The acute-care numbers are smaller and the study does not establish that any of the patients whose families chose withdrawal of care had covert consciousness. But the authors note that behavioral assessment at the time end-of-life decisions are typically made 'may not fully capture a patient's underlying level of consciousness.'
Study limitations
The 2024 cohort was not population-based; it was a convenience sample assembled across six research centers with access to advanced imaging, and the results are therefore not directly generalizable to community hospitals that lack the protocols and equipment to run these paradigms. The task-based imaging protocols also require specialized expertise in paradigm design and signal analysis — they are not a turnkey bedside test. The authors called for prospective validation and work toward clinical implementation.

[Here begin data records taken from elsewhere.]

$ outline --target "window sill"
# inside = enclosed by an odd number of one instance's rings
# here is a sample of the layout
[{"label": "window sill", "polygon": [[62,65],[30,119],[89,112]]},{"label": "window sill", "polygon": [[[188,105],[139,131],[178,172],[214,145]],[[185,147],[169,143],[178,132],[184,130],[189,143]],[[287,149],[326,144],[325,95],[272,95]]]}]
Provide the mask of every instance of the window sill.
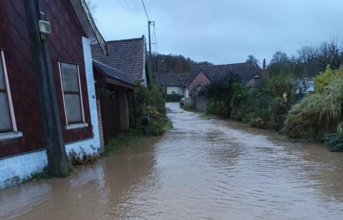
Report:
[{"label": "window sill", "polygon": [[0,141],[5,141],[17,139],[23,136],[21,132],[7,132],[6,133],[0,133]]},{"label": "window sill", "polygon": [[77,123],[66,125],[65,128],[66,130],[73,130],[74,129],[79,129],[87,127],[88,127],[88,123]]}]

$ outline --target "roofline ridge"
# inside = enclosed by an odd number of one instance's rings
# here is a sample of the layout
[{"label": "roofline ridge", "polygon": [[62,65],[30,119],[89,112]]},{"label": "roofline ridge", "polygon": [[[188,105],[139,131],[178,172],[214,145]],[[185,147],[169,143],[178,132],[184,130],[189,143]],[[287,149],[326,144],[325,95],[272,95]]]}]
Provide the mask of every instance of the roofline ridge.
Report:
[{"label": "roofline ridge", "polygon": [[112,42],[123,42],[123,41],[132,41],[132,40],[143,40],[145,38],[144,35],[142,35],[142,37],[140,38],[128,38],[126,39],[121,39],[121,40],[112,40],[111,41],[107,41],[106,43],[111,43]]},{"label": "roofline ridge", "polygon": [[249,62],[242,62],[242,63],[234,63],[233,64],[218,64],[218,65],[204,65],[204,66],[195,66],[195,68],[196,67],[206,67],[206,66],[230,66],[230,65],[234,65],[236,64],[251,64],[251,63],[249,63]]}]

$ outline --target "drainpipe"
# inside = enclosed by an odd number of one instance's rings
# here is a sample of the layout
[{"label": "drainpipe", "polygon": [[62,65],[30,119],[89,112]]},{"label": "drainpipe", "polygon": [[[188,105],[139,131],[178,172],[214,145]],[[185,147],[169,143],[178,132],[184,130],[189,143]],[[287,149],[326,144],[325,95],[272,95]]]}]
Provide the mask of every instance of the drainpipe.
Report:
[{"label": "drainpipe", "polygon": [[25,0],[25,10],[49,173],[53,176],[65,177],[69,175],[69,171],[57,104],[49,44],[47,36],[40,32],[38,25],[38,22],[45,19],[41,0]]}]

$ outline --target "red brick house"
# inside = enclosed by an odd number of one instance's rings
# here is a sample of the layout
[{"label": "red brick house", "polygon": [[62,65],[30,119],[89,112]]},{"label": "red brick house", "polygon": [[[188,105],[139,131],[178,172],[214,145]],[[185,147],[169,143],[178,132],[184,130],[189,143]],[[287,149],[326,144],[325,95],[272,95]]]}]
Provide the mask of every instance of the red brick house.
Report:
[{"label": "red brick house", "polygon": [[128,130],[129,93],[133,80],[122,72],[93,60],[99,136],[101,148]]},{"label": "red brick house", "polygon": [[262,72],[263,70],[255,63],[196,66],[184,85],[185,105],[198,110],[205,111],[206,100],[197,95],[211,81],[226,74],[235,74],[240,76],[242,83],[253,85],[261,79]]},{"label": "red brick house", "polygon": [[[47,164],[24,2],[0,1],[0,189]],[[106,43],[84,0],[40,4],[51,24],[47,39],[65,150],[97,153],[100,142],[90,44],[105,53]]]}]

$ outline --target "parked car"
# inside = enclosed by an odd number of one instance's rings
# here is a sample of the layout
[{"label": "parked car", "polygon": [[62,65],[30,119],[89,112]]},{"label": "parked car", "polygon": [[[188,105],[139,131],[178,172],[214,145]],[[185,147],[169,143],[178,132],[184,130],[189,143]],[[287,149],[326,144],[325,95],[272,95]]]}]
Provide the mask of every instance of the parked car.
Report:
[{"label": "parked car", "polygon": [[184,106],[185,105],[185,98],[182,98],[180,100],[180,106]]}]

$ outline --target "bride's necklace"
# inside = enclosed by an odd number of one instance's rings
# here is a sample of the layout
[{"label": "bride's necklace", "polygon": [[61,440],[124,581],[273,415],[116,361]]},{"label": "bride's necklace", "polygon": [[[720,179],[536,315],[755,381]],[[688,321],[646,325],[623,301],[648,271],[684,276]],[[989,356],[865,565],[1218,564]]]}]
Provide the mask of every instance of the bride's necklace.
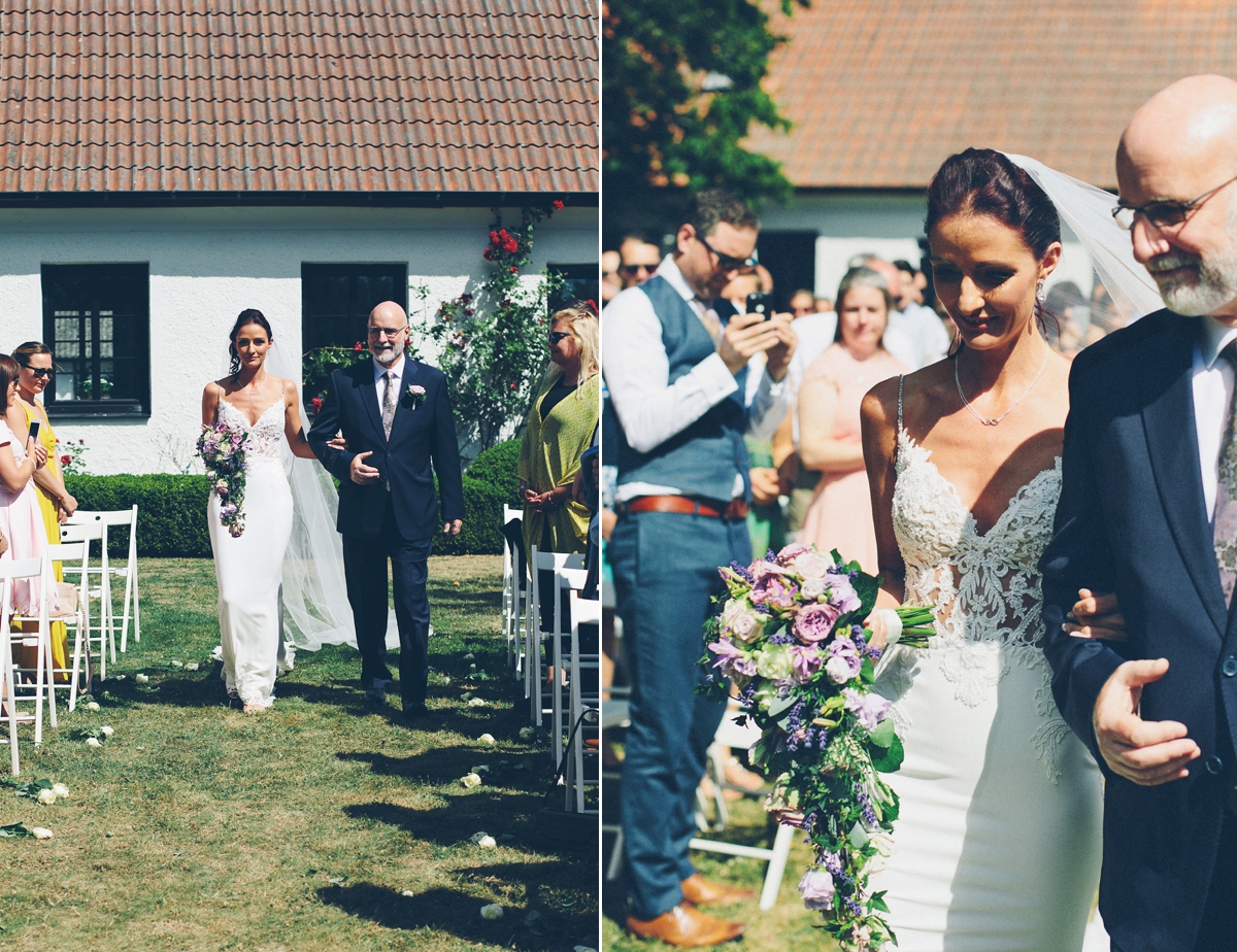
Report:
[{"label": "bride's necklace", "polygon": [[975,407],[971,406],[971,402],[969,399],[966,399],[966,394],[962,393],[962,382],[957,378],[957,365],[962,360],[962,355],[961,354],[959,354],[954,359],[954,386],[957,387],[957,396],[961,398],[962,403],[966,406],[966,409],[969,409],[972,414],[975,414],[975,419],[977,419],[985,427],[996,427],[998,423],[1001,423],[1001,420],[1003,420],[1006,417],[1008,417],[1011,413],[1013,413],[1013,408],[1017,407],[1019,403],[1022,403],[1024,399],[1027,399],[1028,394],[1033,389],[1035,389],[1035,385],[1039,383],[1039,378],[1044,376],[1044,367],[1048,366],[1048,351],[1049,351],[1049,346],[1047,344],[1044,344],[1044,360],[1039,365],[1039,373],[1035,375],[1035,380],[1033,380],[1030,382],[1030,386],[1027,387],[1027,392],[1023,393],[1013,403],[1011,403],[1009,404],[1009,409],[1007,409],[999,417],[996,417],[996,418],[981,417],[980,412],[977,409],[975,409]]}]

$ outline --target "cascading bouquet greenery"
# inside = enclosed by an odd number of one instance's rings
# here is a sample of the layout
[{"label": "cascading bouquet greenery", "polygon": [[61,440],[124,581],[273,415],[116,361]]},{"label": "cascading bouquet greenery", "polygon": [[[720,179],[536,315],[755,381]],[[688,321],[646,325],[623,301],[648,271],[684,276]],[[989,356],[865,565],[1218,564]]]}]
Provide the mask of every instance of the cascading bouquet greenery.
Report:
[{"label": "cascading bouquet greenery", "polygon": [[[902,765],[903,749],[889,701],[873,689],[881,650],[862,624],[881,580],[831,555],[794,544],[721,569],[730,597],[705,626],[700,664],[703,690],[725,699],[729,678],[746,708],[740,717],[761,728],[751,760],[773,778],[766,809],[813,844],[815,864],[799,883],[804,904],[824,914],[842,948],[863,952],[897,941],[882,916],[884,894],[867,891],[867,868],[887,852],[898,818],[898,796],[881,774]],[[925,648],[931,606],[894,611],[898,643]]]},{"label": "cascading bouquet greenery", "polygon": [[207,466],[207,478],[219,497],[219,522],[233,538],[245,532],[245,453],[249,433],[241,427],[216,420],[202,428],[198,455]]}]

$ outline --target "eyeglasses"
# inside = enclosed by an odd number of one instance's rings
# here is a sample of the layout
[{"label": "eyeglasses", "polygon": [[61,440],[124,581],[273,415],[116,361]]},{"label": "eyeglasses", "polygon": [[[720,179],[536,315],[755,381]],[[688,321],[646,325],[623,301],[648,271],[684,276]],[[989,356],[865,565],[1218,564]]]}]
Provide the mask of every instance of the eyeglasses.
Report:
[{"label": "eyeglasses", "polygon": [[1117,205],[1112,210],[1112,216],[1117,219],[1118,225],[1127,230],[1134,226],[1134,219],[1138,215],[1145,218],[1155,227],[1173,227],[1186,221],[1190,215],[1202,206],[1204,202],[1233,182],[1237,182],[1237,176],[1189,202],[1148,202],[1145,205]]},{"label": "eyeglasses", "polygon": [[717,271],[740,271],[741,268],[755,268],[761,263],[761,256],[752,249],[752,253],[746,258],[736,258],[731,255],[722,255],[717,249],[710,245],[704,237],[698,232],[696,241],[704,245],[709,251],[717,256]]},{"label": "eyeglasses", "polygon": [[404,324],[402,328],[370,328],[370,340],[380,340],[382,338],[398,338],[408,329]]}]

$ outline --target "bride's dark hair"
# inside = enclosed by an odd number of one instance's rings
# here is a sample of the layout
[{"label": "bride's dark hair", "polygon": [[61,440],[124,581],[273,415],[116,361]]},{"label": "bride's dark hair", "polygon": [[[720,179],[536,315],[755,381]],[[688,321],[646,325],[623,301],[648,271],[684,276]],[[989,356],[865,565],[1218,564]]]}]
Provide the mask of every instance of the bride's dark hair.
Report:
[{"label": "bride's dark hair", "polygon": [[228,354],[231,355],[231,366],[228,368],[229,376],[236,377],[240,375],[240,354],[236,352],[236,335],[240,334],[241,328],[249,324],[257,324],[257,326],[265,330],[267,340],[275,339],[271,334],[271,325],[266,320],[266,315],[257,308],[245,308],[245,310],[240,313],[240,317],[236,318],[236,323],[233,324],[231,334],[228,335]]},{"label": "bride's dark hair", "polygon": [[[987,215],[1017,231],[1037,258],[1061,240],[1056,206],[1035,179],[1009,158],[991,148],[967,148],[946,158],[928,185],[924,234],[950,215]],[[1035,321],[1044,336],[1056,324],[1055,315],[1035,302]]]}]

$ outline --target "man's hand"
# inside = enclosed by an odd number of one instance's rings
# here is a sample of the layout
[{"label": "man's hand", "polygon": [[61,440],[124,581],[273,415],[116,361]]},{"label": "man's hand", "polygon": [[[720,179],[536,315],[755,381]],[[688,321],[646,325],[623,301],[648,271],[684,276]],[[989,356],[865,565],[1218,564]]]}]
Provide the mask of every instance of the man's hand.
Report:
[{"label": "man's hand", "polygon": [[774,314],[768,320],[760,314],[736,314],[726,324],[717,341],[717,354],[731,373],[738,373],[755,354],[768,354],[769,376],[782,380],[794,354],[797,338],[787,314]]},{"label": "man's hand", "polygon": [[1155,786],[1190,775],[1186,764],[1202,752],[1176,721],[1144,721],[1138,716],[1143,685],[1168,673],[1168,659],[1126,661],[1100,689],[1091,715],[1100,753],[1113,773],[1142,786]]},{"label": "man's hand", "polygon": [[752,481],[752,502],[757,506],[777,502],[777,497],[782,495],[782,481],[777,477],[777,470],[758,466],[747,472]]},{"label": "man's hand", "polygon": [[1061,631],[1075,638],[1106,638],[1110,642],[1124,642],[1126,616],[1121,613],[1117,596],[1112,592],[1100,592],[1079,589],[1079,600],[1069,614],[1072,622],[1061,626]]},{"label": "man's hand", "polygon": [[382,475],[372,466],[365,465],[365,460],[372,455],[374,450],[357,453],[353,456],[353,461],[348,465],[348,475],[351,476],[353,482],[357,486],[369,486],[371,482],[377,482],[377,478]]}]

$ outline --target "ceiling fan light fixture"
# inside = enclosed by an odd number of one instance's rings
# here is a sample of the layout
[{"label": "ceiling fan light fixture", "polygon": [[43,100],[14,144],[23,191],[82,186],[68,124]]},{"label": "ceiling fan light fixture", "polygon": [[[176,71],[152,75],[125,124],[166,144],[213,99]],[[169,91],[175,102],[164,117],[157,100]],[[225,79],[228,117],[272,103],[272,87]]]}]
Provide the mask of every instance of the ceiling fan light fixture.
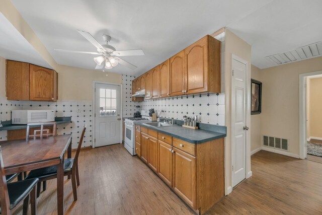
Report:
[{"label": "ceiling fan light fixture", "polygon": [[104,57],[103,56],[99,56],[98,57],[94,57],[94,61],[98,65],[101,65],[104,61]]},{"label": "ceiling fan light fixture", "polygon": [[110,57],[109,59],[112,66],[116,66],[119,64],[119,59],[115,57]]},{"label": "ceiling fan light fixture", "polygon": [[108,58],[106,59],[106,61],[105,61],[105,68],[107,69],[110,69],[113,68],[113,66],[112,66],[112,63],[111,63],[111,62],[110,62]]}]

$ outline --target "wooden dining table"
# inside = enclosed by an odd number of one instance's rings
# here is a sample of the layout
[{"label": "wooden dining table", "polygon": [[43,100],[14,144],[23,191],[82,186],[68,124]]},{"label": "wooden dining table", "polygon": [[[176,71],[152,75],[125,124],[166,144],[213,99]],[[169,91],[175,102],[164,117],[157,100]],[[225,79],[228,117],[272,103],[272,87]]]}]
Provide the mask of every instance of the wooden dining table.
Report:
[{"label": "wooden dining table", "polygon": [[71,156],[71,134],[0,141],[6,175],[57,166],[57,209],[64,213],[64,154]]}]

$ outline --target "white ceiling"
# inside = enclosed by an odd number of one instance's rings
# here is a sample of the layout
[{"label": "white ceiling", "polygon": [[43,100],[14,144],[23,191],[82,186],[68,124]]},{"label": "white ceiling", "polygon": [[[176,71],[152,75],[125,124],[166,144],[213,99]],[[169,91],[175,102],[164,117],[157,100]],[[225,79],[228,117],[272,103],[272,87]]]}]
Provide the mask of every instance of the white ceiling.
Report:
[{"label": "white ceiling", "polygon": [[322,40],[318,0],[12,1],[59,64],[95,67],[93,55],[54,50],[96,51],[76,29],[102,43],[111,35],[117,50],[142,48],[145,56],[122,57],[137,69],[109,70],[120,74],[144,73],[224,26],[252,45],[261,68],[274,65],[266,56]]},{"label": "white ceiling", "polygon": [[1,13],[0,56],[6,59],[28,62],[51,68]]}]

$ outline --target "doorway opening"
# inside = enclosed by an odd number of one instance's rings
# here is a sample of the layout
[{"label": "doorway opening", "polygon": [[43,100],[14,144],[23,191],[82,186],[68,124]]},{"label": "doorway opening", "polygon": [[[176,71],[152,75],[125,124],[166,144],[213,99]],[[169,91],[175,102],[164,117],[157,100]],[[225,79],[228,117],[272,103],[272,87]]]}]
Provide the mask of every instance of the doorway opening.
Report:
[{"label": "doorway opening", "polygon": [[322,163],[322,71],[299,79],[300,158]]}]

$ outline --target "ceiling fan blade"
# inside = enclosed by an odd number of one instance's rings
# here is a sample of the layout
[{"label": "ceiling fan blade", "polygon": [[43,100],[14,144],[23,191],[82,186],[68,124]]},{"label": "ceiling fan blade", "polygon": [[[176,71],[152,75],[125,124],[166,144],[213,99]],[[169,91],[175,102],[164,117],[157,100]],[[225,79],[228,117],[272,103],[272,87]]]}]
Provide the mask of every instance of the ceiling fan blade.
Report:
[{"label": "ceiling fan blade", "polygon": [[96,40],[95,38],[94,38],[93,36],[92,36],[92,35],[89,32],[87,32],[84,31],[81,31],[80,30],[77,30],[77,31],[78,31],[78,33],[82,35],[82,36],[85,37],[87,40],[89,41],[91,43],[93,44],[98,49],[101,49],[103,50],[105,50],[104,48],[102,46],[102,45],[101,45],[101,44],[100,44],[100,43],[98,42],[97,40]]},{"label": "ceiling fan blade", "polygon": [[123,50],[122,51],[115,51],[113,54],[115,56],[140,56],[144,55],[144,52],[142,49]]},{"label": "ceiling fan blade", "polygon": [[96,66],[95,66],[95,69],[102,69],[104,68],[105,65],[105,63],[104,62],[102,63],[101,65],[96,64]]},{"label": "ceiling fan blade", "polygon": [[57,49],[56,48],[54,48],[54,50],[55,51],[61,51],[62,52],[78,53],[79,54],[102,54],[100,53],[92,52],[91,51],[72,51],[71,50]]},{"label": "ceiling fan blade", "polygon": [[135,69],[137,68],[137,67],[135,66],[133,64],[130,63],[129,62],[123,60],[123,59],[121,59],[119,57],[117,57],[117,58],[119,59],[119,63],[121,63],[122,65],[125,65],[125,66],[130,68],[131,69]]}]

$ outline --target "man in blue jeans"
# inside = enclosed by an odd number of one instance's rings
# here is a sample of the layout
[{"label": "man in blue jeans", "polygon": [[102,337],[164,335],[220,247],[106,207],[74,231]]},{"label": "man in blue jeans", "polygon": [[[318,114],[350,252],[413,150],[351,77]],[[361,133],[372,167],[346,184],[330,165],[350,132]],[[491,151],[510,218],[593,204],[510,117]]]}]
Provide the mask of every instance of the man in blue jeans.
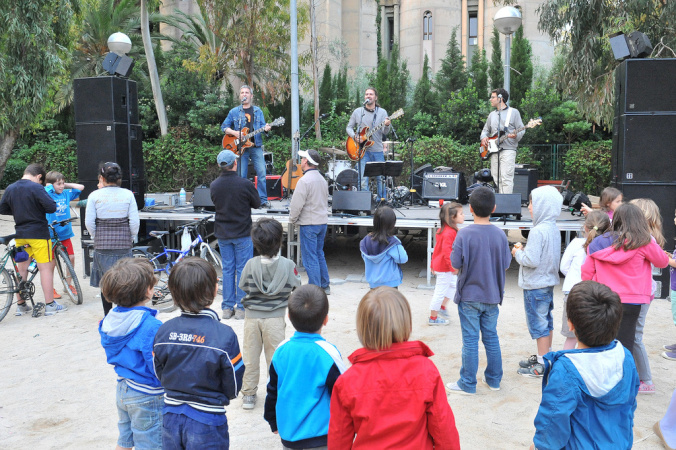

Funding for the Bodien et al. 2024 study came from the James S. McDonnell Foundation.
Citations
- Bodien YG, Allanson J, Cardone P, et al. 'Cognitive Motor Dissociation in Disorders of Consciousness.' N Engl J Med. 2024 Aug 15;391(7):598-608. doi:10.1056/NEJMoa2400645. PMID: 39141852.
- Bodien YG, Fecchio M, Gilmore N, et al. 'Multimodal Biomarkers of Consciousness in Acute Severe Traumatic Brain Injury.' J Neurotrauma. 2026 Mar;43(5-6):373-386. doi:10.1177/08977151251377469. PMID: 41182259.